Though the amendment passed last year, it left some implementation questions unanswered. Two bills — ACA 10 and AB 2813 — were introduced to do that tweaking. That set off a fresh months-long round of negotiations.

After winning an exemption for single-family home, duplex, triplex and fourplex purchases, the California Association of Realtors announced that it would no longer oppose the legislation — and by implication, the Nov. 5 ballot measure.

“Over the course of several months, the author, her staff and stakeholders were able to reach an agreement that satisfies the concerns C.A.R. raised. C.A.R. would like to thank the author for her leadership and steadfast commitment to ensuring that homeownership can become a reality for generations of Californians,” the organization’s lobbyist Vanessa Chavez said in a letter obtained by CalMatters.

The association did not respond to a request for comment late today.

The ballot measure would still allow local bond issues to provide funds for the construction of smaller affordable units.
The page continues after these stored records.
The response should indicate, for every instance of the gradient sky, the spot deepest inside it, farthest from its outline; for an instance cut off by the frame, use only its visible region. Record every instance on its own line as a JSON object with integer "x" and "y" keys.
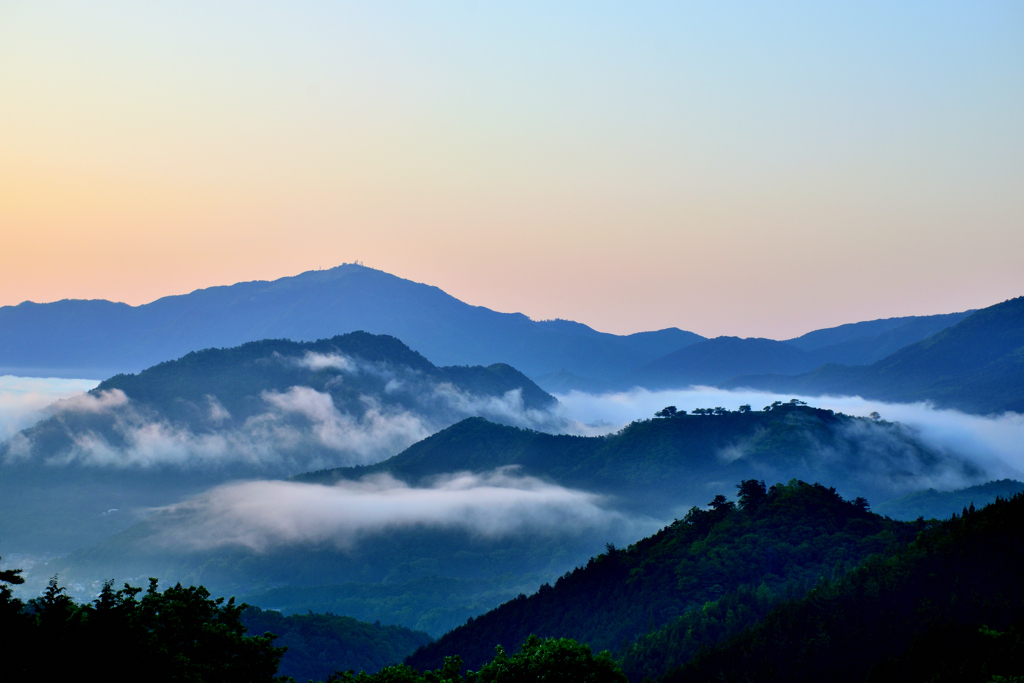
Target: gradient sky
{"x": 754, "y": 169}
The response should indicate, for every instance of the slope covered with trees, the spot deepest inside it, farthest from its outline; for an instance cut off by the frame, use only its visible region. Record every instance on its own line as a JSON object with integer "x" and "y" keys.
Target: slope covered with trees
{"x": 948, "y": 607}
{"x": 179, "y": 634}
{"x": 673, "y": 459}
{"x": 776, "y": 543}
{"x": 317, "y": 645}
{"x": 932, "y": 504}
{"x": 975, "y": 366}
{"x": 269, "y": 408}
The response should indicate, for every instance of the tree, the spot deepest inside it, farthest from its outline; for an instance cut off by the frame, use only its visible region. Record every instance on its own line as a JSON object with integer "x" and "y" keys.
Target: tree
{"x": 752, "y": 494}
{"x": 551, "y": 660}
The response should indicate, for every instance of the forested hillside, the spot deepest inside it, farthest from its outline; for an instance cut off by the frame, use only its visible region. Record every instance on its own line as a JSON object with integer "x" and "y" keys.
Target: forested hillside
{"x": 672, "y": 460}
{"x": 948, "y": 607}
{"x": 743, "y": 559}
{"x": 265, "y": 409}
{"x": 932, "y": 504}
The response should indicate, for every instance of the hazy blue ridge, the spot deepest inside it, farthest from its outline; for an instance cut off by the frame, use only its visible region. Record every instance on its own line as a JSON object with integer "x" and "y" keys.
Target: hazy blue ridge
{"x": 431, "y": 603}
{"x": 870, "y": 331}
{"x": 932, "y": 504}
{"x": 57, "y": 495}
{"x": 650, "y": 470}
{"x": 75, "y": 338}
{"x": 975, "y": 366}
{"x": 98, "y": 339}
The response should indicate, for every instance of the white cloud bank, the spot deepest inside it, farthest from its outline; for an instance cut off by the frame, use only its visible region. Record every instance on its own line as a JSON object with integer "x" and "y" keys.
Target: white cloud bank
{"x": 994, "y": 443}
{"x": 260, "y": 515}
{"x": 23, "y": 399}
{"x": 300, "y": 428}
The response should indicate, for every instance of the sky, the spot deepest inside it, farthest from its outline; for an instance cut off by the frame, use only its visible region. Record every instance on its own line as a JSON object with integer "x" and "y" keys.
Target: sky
{"x": 751, "y": 169}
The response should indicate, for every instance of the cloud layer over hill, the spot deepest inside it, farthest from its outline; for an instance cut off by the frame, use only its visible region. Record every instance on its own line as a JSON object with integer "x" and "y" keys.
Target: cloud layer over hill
{"x": 994, "y": 443}
{"x": 259, "y": 515}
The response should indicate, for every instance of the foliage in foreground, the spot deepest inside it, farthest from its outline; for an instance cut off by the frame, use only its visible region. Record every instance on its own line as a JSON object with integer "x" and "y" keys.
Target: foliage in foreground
{"x": 543, "y": 660}
{"x": 177, "y": 635}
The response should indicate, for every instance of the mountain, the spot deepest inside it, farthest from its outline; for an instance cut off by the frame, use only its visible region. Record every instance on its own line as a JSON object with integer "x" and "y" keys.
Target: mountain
{"x": 947, "y": 608}
{"x": 975, "y": 366}
{"x": 483, "y": 501}
{"x": 674, "y": 460}
{"x": 933, "y": 504}
{"x": 270, "y": 408}
{"x": 100, "y": 338}
{"x": 715, "y": 360}
{"x": 777, "y": 543}
{"x": 863, "y": 343}
{"x": 321, "y": 644}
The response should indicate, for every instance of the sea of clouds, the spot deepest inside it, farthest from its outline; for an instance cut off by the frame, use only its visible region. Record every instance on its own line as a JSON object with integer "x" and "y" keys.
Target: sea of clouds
{"x": 264, "y": 514}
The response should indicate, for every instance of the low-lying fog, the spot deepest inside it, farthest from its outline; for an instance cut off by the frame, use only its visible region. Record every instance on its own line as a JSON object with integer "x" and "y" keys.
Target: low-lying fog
{"x": 259, "y": 514}
{"x": 23, "y": 399}
{"x": 995, "y": 442}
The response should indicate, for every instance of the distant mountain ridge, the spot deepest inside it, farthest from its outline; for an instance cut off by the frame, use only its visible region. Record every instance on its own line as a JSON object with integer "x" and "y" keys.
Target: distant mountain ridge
{"x": 100, "y": 338}
{"x": 672, "y": 460}
{"x": 269, "y": 408}
{"x": 975, "y": 366}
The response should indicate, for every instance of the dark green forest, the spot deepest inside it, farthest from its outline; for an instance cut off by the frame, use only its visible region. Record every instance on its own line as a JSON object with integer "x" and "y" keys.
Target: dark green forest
{"x": 933, "y": 504}
{"x": 947, "y": 607}
{"x": 317, "y": 645}
{"x": 775, "y": 544}
{"x": 791, "y": 583}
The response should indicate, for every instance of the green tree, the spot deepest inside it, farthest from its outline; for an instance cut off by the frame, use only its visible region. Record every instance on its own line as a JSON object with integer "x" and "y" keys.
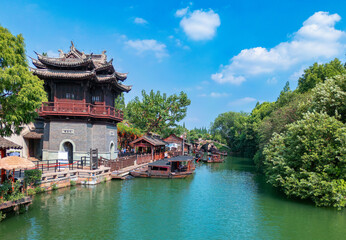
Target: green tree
{"x": 330, "y": 97}
{"x": 308, "y": 160}
{"x": 318, "y": 73}
{"x": 21, "y": 93}
{"x": 156, "y": 112}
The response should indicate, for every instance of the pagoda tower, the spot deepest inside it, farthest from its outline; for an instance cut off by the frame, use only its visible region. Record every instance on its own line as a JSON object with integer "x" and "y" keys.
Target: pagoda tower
{"x": 80, "y": 113}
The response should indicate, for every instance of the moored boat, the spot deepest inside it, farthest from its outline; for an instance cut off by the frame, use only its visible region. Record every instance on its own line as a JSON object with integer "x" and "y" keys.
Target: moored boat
{"x": 176, "y": 167}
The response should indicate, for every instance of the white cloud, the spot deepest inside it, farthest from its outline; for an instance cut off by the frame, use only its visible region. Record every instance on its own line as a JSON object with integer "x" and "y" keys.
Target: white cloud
{"x": 214, "y": 95}
{"x": 316, "y": 39}
{"x": 148, "y": 45}
{"x": 242, "y": 101}
{"x": 297, "y": 74}
{"x": 200, "y": 24}
{"x": 218, "y": 95}
{"x": 140, "y": 21}
{"x": 272, "y": 81}
{"x": 181, "y": 12}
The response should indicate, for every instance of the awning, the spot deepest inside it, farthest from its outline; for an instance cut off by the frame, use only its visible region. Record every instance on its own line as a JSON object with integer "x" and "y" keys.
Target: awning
{"x": 6, "y": 144}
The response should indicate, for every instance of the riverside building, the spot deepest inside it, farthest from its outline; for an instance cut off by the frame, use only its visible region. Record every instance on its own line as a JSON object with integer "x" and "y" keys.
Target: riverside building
{"x": 80, "y": 113}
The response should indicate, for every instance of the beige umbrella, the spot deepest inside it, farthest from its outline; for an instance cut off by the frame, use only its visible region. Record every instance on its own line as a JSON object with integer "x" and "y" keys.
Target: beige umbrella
{"x": 14, "y": 162}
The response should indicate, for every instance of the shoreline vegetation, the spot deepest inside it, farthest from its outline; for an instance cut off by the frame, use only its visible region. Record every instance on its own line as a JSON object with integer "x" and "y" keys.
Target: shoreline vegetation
{"x": 298, "y": 141}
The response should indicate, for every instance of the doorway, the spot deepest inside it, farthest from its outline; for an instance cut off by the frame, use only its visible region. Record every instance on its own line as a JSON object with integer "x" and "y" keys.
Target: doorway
{"x": 68, "y": 147}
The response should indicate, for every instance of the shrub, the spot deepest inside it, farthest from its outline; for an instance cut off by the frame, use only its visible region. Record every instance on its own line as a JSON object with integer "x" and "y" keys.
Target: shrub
{"x": 308, "y": 161}
{"x": 32, "y": 177}
{"x": 73, "y": 183}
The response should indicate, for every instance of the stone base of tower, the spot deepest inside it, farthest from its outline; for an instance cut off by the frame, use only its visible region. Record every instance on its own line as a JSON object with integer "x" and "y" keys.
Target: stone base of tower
{"x": 77, "y": 137}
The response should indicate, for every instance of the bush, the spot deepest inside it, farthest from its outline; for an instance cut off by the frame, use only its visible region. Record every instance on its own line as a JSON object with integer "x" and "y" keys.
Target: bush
{"x": 10, "y": 192}
{"x": 73, "y": 183}
{"x": 308, "y": 161}
{"x": 31, "y": 192}
{"x": 32, "y": 177}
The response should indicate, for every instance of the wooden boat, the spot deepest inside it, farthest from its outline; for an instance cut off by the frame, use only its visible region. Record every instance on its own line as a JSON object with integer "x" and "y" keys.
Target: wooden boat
{"x": 176, "y": 167}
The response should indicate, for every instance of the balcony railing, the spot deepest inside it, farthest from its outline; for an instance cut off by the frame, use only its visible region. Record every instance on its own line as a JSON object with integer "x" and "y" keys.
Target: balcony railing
{"x": 80, "y": 109}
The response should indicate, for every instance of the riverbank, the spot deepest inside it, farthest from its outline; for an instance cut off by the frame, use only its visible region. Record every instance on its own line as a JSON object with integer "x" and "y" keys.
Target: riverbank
{"x": 220, "y": 201}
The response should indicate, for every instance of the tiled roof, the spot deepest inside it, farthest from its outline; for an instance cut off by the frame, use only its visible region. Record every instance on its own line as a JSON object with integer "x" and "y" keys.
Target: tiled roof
{"x": 78, "y": 65}
{"x": 6, "y": 144}
{"x": 64, "y": 74}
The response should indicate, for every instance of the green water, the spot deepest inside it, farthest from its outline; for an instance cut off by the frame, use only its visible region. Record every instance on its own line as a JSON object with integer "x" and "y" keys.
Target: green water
{"x": 220, "y": 201}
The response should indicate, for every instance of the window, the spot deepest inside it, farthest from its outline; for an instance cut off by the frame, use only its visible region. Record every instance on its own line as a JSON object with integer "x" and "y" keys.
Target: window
{"x": 96, "y": 99}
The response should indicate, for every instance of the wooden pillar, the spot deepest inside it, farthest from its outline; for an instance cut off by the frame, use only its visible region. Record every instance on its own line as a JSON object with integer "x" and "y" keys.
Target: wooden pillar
{"x": 3, "y": 152}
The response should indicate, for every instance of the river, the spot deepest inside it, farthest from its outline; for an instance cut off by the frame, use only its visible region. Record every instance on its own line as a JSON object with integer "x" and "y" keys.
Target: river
{"x": 220, "y": 201}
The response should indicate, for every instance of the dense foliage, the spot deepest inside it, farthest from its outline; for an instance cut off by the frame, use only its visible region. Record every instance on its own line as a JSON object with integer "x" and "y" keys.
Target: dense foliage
{"x": 308, "y": 160}
{"x": 298, "y": 141}
{"x": 21, "y": 93}
{"x": 156, "y": 112}
{"x": 127, "y": 133}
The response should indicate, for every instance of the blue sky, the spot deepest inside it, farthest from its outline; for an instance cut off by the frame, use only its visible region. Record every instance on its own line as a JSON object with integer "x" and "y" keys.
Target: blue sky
{"x": 226, "y": 55}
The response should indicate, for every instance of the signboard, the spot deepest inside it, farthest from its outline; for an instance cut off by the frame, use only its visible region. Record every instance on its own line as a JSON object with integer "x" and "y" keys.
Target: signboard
{"x": 68, "y": 131}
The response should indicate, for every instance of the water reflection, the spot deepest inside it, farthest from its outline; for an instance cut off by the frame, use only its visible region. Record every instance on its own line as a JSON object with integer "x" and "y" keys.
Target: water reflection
{"x": 220, "y": 201}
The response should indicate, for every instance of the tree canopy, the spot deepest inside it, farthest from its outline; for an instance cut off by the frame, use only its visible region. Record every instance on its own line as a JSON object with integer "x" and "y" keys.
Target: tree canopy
{"x": 156, "y": 112}
{"x": 318, "y": 73}
{"x": 21, "y": 93}
{"x": 308, "y": 160}
{"x": 298, "y": 141}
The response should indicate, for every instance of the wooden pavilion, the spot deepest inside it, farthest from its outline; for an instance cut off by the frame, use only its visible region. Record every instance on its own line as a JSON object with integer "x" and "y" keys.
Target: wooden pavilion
{"x": 80, "y": 113}
{"x": 5, "y": 145}
{"x": 150, "y": 144}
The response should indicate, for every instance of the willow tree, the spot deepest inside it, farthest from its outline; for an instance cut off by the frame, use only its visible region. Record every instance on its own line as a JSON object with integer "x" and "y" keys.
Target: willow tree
{"x": 21, "y": 93}
{"x": 156, "y": 112}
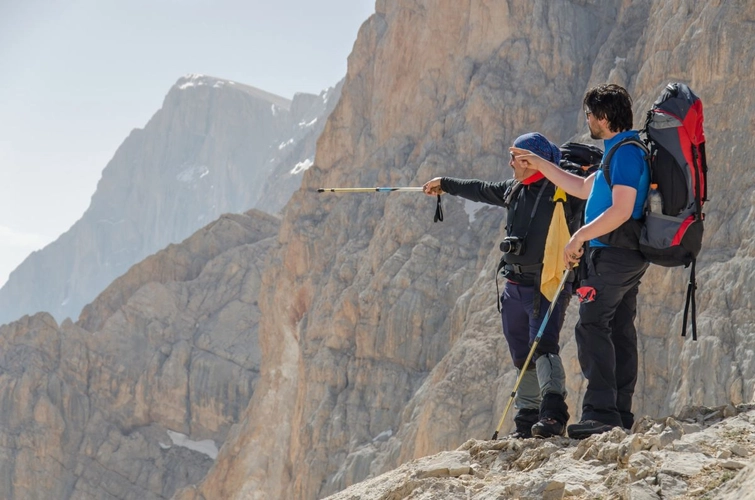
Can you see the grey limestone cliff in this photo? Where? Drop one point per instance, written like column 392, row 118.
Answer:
column 215, row 146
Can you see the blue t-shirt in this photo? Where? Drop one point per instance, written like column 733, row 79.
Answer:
column 628, row 168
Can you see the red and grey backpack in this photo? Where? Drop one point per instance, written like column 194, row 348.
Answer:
column 672, row 231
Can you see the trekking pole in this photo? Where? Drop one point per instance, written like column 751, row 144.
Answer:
column 532, row 351
column 368, row 190
column 419, row 189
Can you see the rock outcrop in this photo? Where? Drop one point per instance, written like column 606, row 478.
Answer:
column 697, row 455
column 379, row 339
column 380, row 329
column 135, row 400
column 215, row 147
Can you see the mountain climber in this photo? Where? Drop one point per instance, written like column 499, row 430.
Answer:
column 529, row 202
column 605, row 333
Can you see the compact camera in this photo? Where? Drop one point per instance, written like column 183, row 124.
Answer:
column 512, row 245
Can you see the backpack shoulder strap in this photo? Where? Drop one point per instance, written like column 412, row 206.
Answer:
column 605, row 167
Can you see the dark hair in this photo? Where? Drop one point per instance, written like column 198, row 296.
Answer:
column 613, row 102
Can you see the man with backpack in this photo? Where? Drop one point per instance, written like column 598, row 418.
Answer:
column 529, row 202
column 605, row 333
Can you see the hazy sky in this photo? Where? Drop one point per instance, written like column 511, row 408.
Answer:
column 77, row 76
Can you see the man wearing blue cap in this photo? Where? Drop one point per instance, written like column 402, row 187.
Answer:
column 528, row 200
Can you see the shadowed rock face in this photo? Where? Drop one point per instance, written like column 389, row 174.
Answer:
column 214, row 147
column 381, row 338
column 169, row 352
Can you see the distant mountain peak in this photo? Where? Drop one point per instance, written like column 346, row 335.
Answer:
column 194, row 80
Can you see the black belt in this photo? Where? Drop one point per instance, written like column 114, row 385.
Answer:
column 520, row 269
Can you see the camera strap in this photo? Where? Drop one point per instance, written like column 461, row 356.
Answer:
column 510, row 224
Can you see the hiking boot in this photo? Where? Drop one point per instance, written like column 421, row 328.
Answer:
column 587, row 428
column 548, row 427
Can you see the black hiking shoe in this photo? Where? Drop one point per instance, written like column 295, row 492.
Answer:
column 548, row 427
column 587, row 428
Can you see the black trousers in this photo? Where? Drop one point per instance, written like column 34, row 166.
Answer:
column 606, row 336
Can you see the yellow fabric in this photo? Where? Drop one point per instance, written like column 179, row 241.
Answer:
column 553, row 260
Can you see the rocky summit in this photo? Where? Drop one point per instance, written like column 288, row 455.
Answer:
column 701, row 453
column 353, row 347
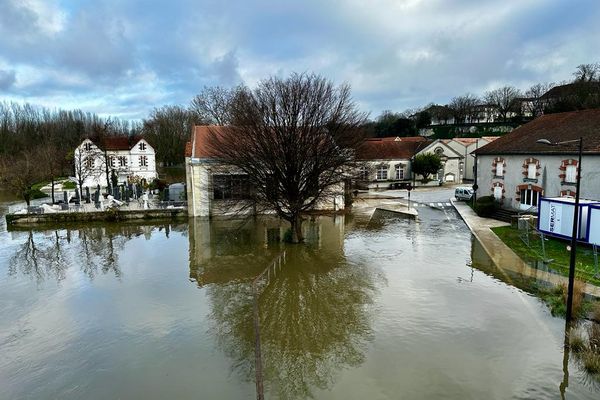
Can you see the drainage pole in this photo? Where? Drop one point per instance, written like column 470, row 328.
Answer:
column 260, row 395
column 543, row 247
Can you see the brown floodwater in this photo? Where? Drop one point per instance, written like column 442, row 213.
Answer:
column 369, row 308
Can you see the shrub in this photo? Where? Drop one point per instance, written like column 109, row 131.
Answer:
column 591, row 361
column 287, row 236
column 485, row 206
column 69, row 185
column 578, row 293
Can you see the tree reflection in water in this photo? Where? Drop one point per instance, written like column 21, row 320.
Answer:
column 49, row 254
column 315, row 316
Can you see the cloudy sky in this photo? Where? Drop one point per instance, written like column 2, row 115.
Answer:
column 125, row 57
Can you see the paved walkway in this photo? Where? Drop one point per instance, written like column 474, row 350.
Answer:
column 502, row 255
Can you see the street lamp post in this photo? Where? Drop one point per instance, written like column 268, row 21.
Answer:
column 575, row 223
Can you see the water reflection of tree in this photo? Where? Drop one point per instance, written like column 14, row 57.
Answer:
column 315, row 320
column 49, row 254
column 43, row 259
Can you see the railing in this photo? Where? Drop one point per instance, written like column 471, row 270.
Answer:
column 83, row 206
column 258, row 284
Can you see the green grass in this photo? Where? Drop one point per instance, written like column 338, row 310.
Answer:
column 555, row 249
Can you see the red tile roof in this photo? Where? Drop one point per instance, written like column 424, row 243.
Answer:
column 555, row 128
column 117, row 142
column 198, row 147
column 378, row 149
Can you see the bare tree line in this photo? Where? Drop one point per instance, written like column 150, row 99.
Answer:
column 505, row 104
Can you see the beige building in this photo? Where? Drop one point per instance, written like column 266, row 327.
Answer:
column 517, row 170
column 217, row 189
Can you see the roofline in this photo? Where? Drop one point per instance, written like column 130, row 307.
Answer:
column 537, row 153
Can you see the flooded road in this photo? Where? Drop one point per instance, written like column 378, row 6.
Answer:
column 369, row 308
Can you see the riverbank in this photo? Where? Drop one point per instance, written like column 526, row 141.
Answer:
column 502, row 255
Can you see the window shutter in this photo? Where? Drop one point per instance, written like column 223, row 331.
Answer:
column 531, row 170
column 571, row 175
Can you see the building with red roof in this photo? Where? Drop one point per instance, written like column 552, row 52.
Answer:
column 517, row 170
column 128, row 157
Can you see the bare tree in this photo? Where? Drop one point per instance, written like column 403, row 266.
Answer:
column 534, row 103
column 587, row 73
column 464, row 107
column 293, row 139
column 214, row 104
column 503, row 100
column 88, row 163
column 53, row 162
column 21, row 171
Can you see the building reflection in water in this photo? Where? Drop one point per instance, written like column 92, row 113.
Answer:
column 315, row 316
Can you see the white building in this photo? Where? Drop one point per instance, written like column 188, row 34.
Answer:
column 131, row 158
column 218, row 189
column 385, row 163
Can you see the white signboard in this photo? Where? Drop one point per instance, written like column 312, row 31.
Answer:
column 594, row 225
column 555, row 218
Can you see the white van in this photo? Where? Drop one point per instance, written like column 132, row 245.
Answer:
column 463, row 193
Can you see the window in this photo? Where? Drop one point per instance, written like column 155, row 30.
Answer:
column 89, row 162
column 529, row 197
column 500, row 169
column 364, row 174
column 571, row 174
column 498, row 193
column 531, row 171
column 230, row 187
column 399, row 172
column 382, row 173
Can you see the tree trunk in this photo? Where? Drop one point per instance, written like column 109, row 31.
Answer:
column 52, row 183
column 296, row 228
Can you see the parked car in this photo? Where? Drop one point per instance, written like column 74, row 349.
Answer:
column 463, row 193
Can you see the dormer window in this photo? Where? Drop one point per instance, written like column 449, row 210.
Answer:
column 531, row 171
column 499, row 169
column 382, row 172
column 571, row 174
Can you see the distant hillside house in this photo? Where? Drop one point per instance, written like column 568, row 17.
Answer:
column 465, row 146
column 517, row 170
column 129, row 158
column 452, row 170
column 217, row 189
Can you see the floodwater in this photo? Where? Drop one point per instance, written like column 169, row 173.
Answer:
column 369, row 308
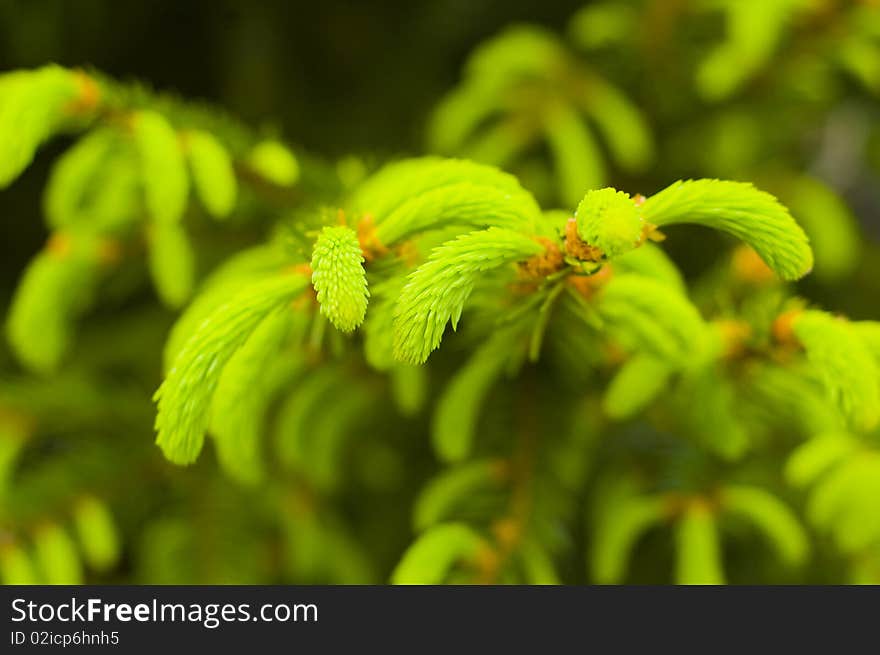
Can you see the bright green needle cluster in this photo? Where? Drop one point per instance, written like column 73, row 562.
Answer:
column 339, row 278
column 609, row 220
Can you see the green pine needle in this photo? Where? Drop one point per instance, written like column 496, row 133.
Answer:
column 437, row 291
column 739, row 209
column 184, row 399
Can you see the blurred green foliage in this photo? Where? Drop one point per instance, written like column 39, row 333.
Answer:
column 442, row 308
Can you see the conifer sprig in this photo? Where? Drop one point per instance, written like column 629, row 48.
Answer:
column 184, row 399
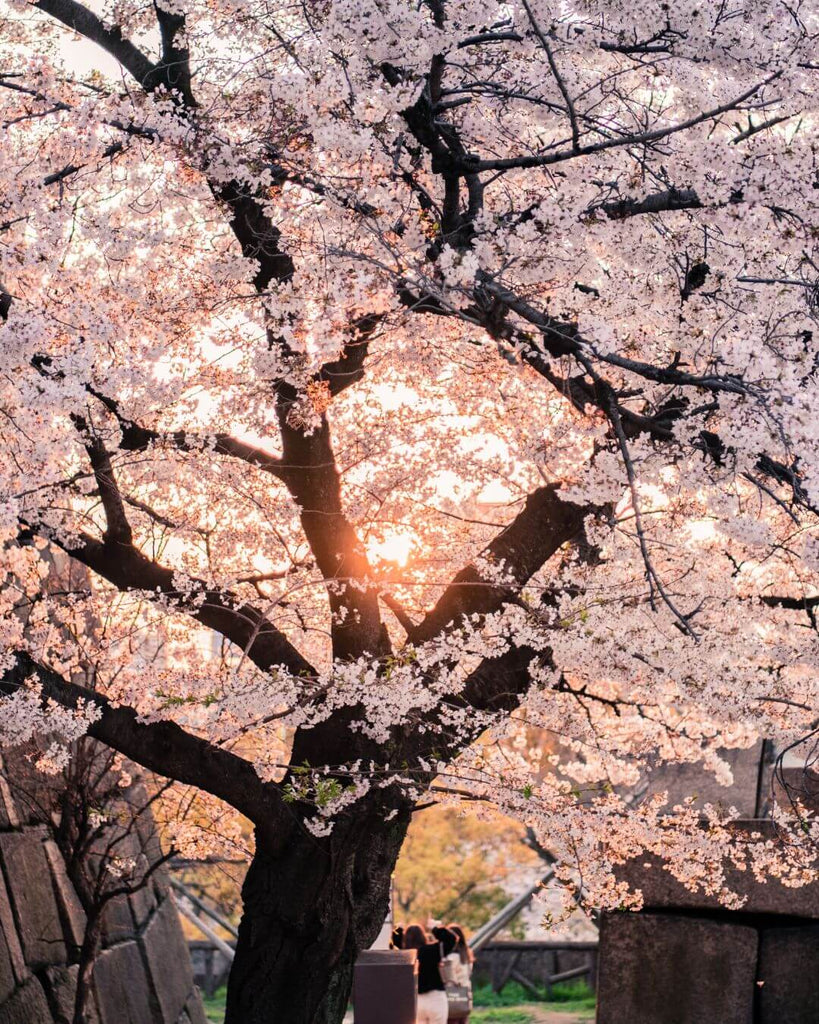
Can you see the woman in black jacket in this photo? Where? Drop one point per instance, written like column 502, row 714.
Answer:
column 431, row 949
The ban applies to purchasing existing homes — notably, one of the ways that Realtors make money.

The neutrality of the Realtors — regularly among the biggest campaign spenders in California — is a political win for backers of the initiative. (It is still opposed by the Howard Jarvis Taxpayers Association, which issued a statement saying it will fight it “with all our strength.”)

But many of the supporters of the constitutional amendment aren’t pleased about the last-minute agreement. Earlier this week, a coalition of tenant rights groups, “Yes in My Backyard” advocates and legal aid associations penned a letter urging Aguiar-Curry not to accept the Realtors deal, saying that it would “enshrine a discriminatory housing policy in state law.”